A atual presidente, a ministra Cármen Lúcia, deixará o cargo no final do mês de maio após dois anos de mandato. Com a saída da ministra, Nunes Marques se torna o presidente e o ministro André Mendonça assume o cargo de vice-presidente. Ainda não há data definida para a posse.
Defesa da integridade das urnas
Conforme o g1, Marques teria dito a interlocutores que, no comando da Justiça eleitoral, pretende realizar a defesa das urnas eletrônicas, adotar medidas para o combate de abstenções, discutir medidas para assegurar a rapidez na derrubada de conteúdo com uso indevido de inteligência artificial e também garantir maior participação dos povos indígenas no processo eleitoral. A intenção do futuro presidente é trabalhar junto aos Tribunais Regionais Eleitorais (TREs) para fiscalizar as urnas nas eleições presidenciais deste ano.

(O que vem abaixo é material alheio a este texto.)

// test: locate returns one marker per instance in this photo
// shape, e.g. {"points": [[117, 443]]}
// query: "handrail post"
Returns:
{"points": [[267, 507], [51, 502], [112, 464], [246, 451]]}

Pela avaliação do ministro, a defesa das urnas e do sistema eleitoral vai impactar diversos setores do eleitorado brasileiro, especialmente o ligado ao ex-presidente Jair Bolsonaro. Vale ressaltar que os ministros que assumem o comando da Corte foram indicados ao Supremo Tribunal Federal (STF) pelo ex-presidente Bolsonaro, que já atacou, sem evidências, o sistema eletrônico eleitoral.
Outra preocupação do ministro é em relação às abstenções. Em 2022, na última eleição presidencial, a abstenção no primeiro turno chegou a 31 milhões de eleitores (20%), o maior percentual desde 1998.

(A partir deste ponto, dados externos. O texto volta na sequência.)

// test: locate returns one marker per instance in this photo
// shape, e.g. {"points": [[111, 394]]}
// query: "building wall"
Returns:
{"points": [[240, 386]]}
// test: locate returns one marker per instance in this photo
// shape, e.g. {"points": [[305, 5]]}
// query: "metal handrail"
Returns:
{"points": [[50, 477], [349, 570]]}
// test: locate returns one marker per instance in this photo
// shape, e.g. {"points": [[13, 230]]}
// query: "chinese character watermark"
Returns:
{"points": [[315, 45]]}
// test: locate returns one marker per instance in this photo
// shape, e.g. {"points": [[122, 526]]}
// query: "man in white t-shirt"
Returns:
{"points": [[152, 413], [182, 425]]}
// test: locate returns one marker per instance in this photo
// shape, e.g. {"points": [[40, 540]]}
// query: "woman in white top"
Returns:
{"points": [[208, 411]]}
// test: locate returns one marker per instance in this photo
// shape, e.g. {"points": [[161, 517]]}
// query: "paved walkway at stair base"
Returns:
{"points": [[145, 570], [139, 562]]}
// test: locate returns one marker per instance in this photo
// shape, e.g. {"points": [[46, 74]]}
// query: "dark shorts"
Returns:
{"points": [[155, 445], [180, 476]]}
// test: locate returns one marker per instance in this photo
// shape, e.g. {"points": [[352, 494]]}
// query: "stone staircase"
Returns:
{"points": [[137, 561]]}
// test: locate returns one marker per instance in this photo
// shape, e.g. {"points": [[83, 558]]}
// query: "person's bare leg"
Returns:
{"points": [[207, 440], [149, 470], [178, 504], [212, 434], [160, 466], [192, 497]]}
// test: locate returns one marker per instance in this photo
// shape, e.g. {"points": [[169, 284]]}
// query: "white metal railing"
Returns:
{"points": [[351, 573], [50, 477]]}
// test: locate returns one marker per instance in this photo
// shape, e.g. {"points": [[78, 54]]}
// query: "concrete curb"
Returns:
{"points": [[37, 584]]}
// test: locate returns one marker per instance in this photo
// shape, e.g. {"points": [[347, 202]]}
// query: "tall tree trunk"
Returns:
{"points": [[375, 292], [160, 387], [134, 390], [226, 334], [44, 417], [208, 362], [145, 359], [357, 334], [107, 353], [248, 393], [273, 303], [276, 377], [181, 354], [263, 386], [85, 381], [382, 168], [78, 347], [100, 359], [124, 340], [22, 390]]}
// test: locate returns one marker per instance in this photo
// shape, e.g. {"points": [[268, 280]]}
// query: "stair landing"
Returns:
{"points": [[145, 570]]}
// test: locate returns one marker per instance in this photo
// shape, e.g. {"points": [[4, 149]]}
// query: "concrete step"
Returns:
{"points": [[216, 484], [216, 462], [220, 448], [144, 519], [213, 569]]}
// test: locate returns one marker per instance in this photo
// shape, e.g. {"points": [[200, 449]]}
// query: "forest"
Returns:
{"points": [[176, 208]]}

Preocupação com cibersegurança
O crescente uso indevido da Inteligência Artificial (IA) tem gerado debates acerca da cibersegurança no período eleitoral. A ideia do ministro é buscar parcerias com instituições e universidades para a análise de novos protocolos na Justiça Eleitoral.

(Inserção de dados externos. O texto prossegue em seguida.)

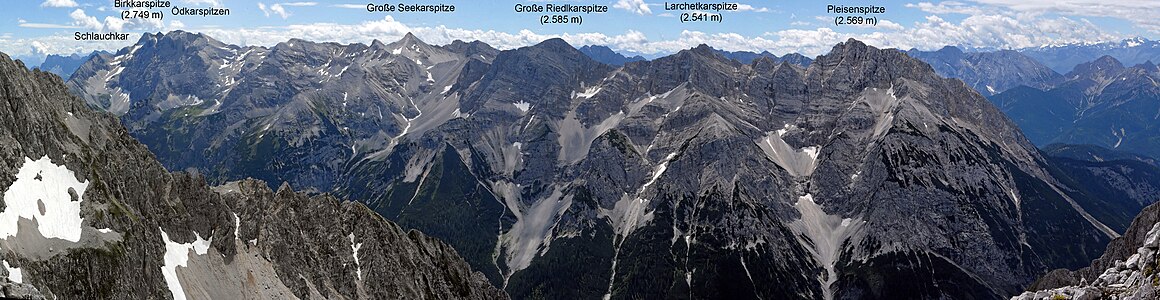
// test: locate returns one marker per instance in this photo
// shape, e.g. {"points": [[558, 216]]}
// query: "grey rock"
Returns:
{"points": [[247, 241]]}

Entre as ações que devem ser tomadas pelo ministro estão a checagem de fatos para o combate às fake news e a retirada de conteúdo indevido produzido a partir da IA. Para este ano, já foi aprovado pelo TSE a proibição de publicações e/ou republicações de conteúdos gerados ou alterados por IA entre as 72 horas antes e as 24 depois das eleições.
Quem é Nunes Marques?
Natural de Teresina (PI), Kassio Nunes Marques tem 53 anos e foi indicado ao Supremo, em 2020, pelo ex-presidente Jair Bolsonaro para ocupar a vaga deixada pelo ministro aposentado Celso de Mello. Antes de chegar ao Supremo, atuou como desembargador do Tribunal Regional Federal (TRF) da 1ª Região, sediado em Brasília. Foi advogado por cerca de 15 anos e juiz do Tribunal Regional Eleitoral (TRE) do Piauí.
Composição do TSE
O TSE é composto por sete ministros, sendo três do STF, dois do Superior Tribunal de Justiça (STJ) e dois advogados indicados pelo presidente da República, além dos respectivos substitutos.
Com a mudança de comando, a composição do tribunal ficará da seguinte forma após Cármen Lúcia deixar o tribunal.
Cadeiras do STF: Nunes Marques, André Mendonça e Dias Toffoli;
Cadeiras do STJ: Antonio Carlos Ferreira e Ricardo Villas Bôas Cueva;
Cadeiras dos juristas: Floriano de Azevedo Marques e Estela Aranha.